Short biography from the Hoover Institution’s website

Paul M.A. Linebarger had the international pedigree and double life of a John le Carré character. Born to Sun Yat-sen’s American adviser, Linebarger grew up in China, Germany, and the United States, spoke six languages, and received his doctorate at twenty-three. After teaching at Duke, he was hired by the US War Department to serve as the Far East Asian specialist of the Psychological Warfare branch. His analysis of propaganda in the Pacific Theater resulted in the 1948 classic Psychological Warfare and the article “The Struggle for the Mind of Asia.”

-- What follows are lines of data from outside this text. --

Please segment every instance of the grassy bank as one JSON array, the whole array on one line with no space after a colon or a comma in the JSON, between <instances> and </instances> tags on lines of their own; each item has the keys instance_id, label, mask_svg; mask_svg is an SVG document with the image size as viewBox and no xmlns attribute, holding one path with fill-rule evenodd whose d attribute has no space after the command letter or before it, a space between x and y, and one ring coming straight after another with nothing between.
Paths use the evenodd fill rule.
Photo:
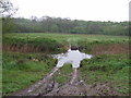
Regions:
<instances>
[{"instance_id":1,"label":"grassy bank","mask_svg":"<svg viewBox=\"0 0 131 98\"><path fill-rule=\"evenodd\" d=\"M23 89L48 73L56 60L46 54L3 52L3 94Z\"/></svg>"},{"instance_id":2,"label":"grassy bank","mask_svg":"<svg viewBox=\"0 0 131 98\"><path fill-rule=\"evenodd\" d=\"M80 71L87 84L106 84L124 95L129 94L129 68L126 54L102 54L83 60Z\"/></svg>"},{"instance_id":3,"label":"grassy bank","mask_svg":"<svg viewBox=\"0 0 131 98\"><path fill-rule=\"evenodd\" d=\"M7 34L3 35L3 94L14 93L35 83L48 73L56 60L49 53L66 52L69 45L80 46L93 59L84 60L79 69L87 84L111 84L116 91L129 90L129 38L127 36L68 35L68 34ZM55 74L63 84L72 72L64 65ZM59 74L60 73L60 74Z\"/></svg>"}]
</instances>

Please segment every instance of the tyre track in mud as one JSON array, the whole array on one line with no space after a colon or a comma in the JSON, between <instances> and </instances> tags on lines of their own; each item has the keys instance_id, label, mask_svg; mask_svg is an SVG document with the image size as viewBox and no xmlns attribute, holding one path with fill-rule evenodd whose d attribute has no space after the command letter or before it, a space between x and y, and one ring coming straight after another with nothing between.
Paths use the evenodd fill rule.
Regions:
<instances>
[{"instance_id":1,"label":"tyre track in mud","mask_svg":"<svg viewBox=\"0 0 131 98\"><path fill-rule=\"evenodd\" d=\"M88 85L81 78L79 71L73 69L71 79L59 86L51 77L59 71L58 68L53 68L39 82L36 82L32 86L13 94L13 96L107 96L107 95L119 95L116 94L112 87L107 84Z\"/></svg>"},{"instance_id":2,"label":"tyre track in mud","mask_svg":"<svg viewBox=\"0 0 131 98\"><path fill-rule=\"evenodd\" d=\"M70 82L60 87L58 87L58 84L55 83L53 79L50 79L58 70L58 68L53 68L53 70L39 82L36 82L32 86L15 93L13 96L85 95L86 87L83 85L83 81L78 81L76 69L73 69Z\"/></svg>"}]
</instances>

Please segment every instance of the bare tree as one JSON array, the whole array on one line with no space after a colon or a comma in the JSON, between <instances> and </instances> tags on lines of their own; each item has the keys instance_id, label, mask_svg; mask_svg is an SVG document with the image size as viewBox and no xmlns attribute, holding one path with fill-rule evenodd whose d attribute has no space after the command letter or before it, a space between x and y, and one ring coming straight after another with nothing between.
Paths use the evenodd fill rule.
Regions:
<instances>
[{"instance_id":1,"label":"bare tree","mask_svg":"<svg viewBox=\"0 0 131 98\"><path fill-rule=\"evenodd\" d=\"M16 11L10 0L0 0L0 17L11 17Z\"/></svg>"}]
</instances>

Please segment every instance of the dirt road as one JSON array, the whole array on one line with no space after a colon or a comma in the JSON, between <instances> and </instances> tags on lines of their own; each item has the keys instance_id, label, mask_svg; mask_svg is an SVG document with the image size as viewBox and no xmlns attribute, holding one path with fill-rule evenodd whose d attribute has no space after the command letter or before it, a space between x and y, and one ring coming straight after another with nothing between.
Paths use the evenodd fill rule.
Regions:
<instances>
[{"instance_id":1,"label":"dirt road","mask_svg":"<svg viewBox=\"0 0 131 98\"><path fill-rule=\"evenodd\" d=\"M13 94L13 96L109 96L118 95L108 84L87 85L81 79L79 71L73 69L70 82L60 86L51 77L59 71L53 70L34 85Z\"/></svg>"}]
</instances>

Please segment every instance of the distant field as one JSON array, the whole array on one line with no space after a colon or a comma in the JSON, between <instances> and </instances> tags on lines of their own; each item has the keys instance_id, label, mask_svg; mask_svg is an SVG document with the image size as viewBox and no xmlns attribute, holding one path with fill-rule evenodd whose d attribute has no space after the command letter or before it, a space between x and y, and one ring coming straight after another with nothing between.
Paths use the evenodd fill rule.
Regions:
<instances>
[{"instance_id":1,"label":"distant field","mask_svg":"<svg viewBox=\"0 0 131 98\"><path fill-rule=\"evenodd\" d=\"M128 44L128 36L71 35L71 34L8 34L3 36L3 48L31 52L62 52L67 47L80 46L90 52L94 45ZM17 49L19 48L19 49ZM24 49L23 49L24 48ZM29 49L31 48L31 49Z\"/></svg>"},{"instance_id":2,"label":"distant field","mask_svg":"<svg viewBox=\"0 0 131 98\"><path fill-rule=\"evenodd\" d=\"M5 34L3 35L3 94L14 93L39 79L56 65L56 60L47 56L66 52L72 45L80 46L82 52L94 56L91 60L83 60L79 69L87 84L106 84L115 91L127 95L130 68L128 42L128 36ZM64 68L62 71L67 69L70 68ZM56 79L63 83L66 78L68 77L61 76Z\"/></svg>"}]
</instances>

Today, however, Linebarger’s work as a Cold Warrior has been eclipsed by his secret career as a novelist. Known to readers as science fiction writers Anthony Bearden, Felix Forrest, Carmichael Smith, and Cordwainer Smith, Linebarger has been lauded as the author of “the best short fiction this genre has ever seen.” His novel Norstrilia, which features an alternate universe where “cat-people” communicate with humans, has been reprinted continuously since the 1960s.

Both Linebarger’s political writings and science fiction works reside in the Hoover Institution Archives. A biography detailing the double life of Linebarger as a Cold Warrior and science fiction author has yet to be written. “Perhaps,” as he noted in the acknowledgments section of Psychological Warfare, “This is just as well: some authors might object to being remembered.”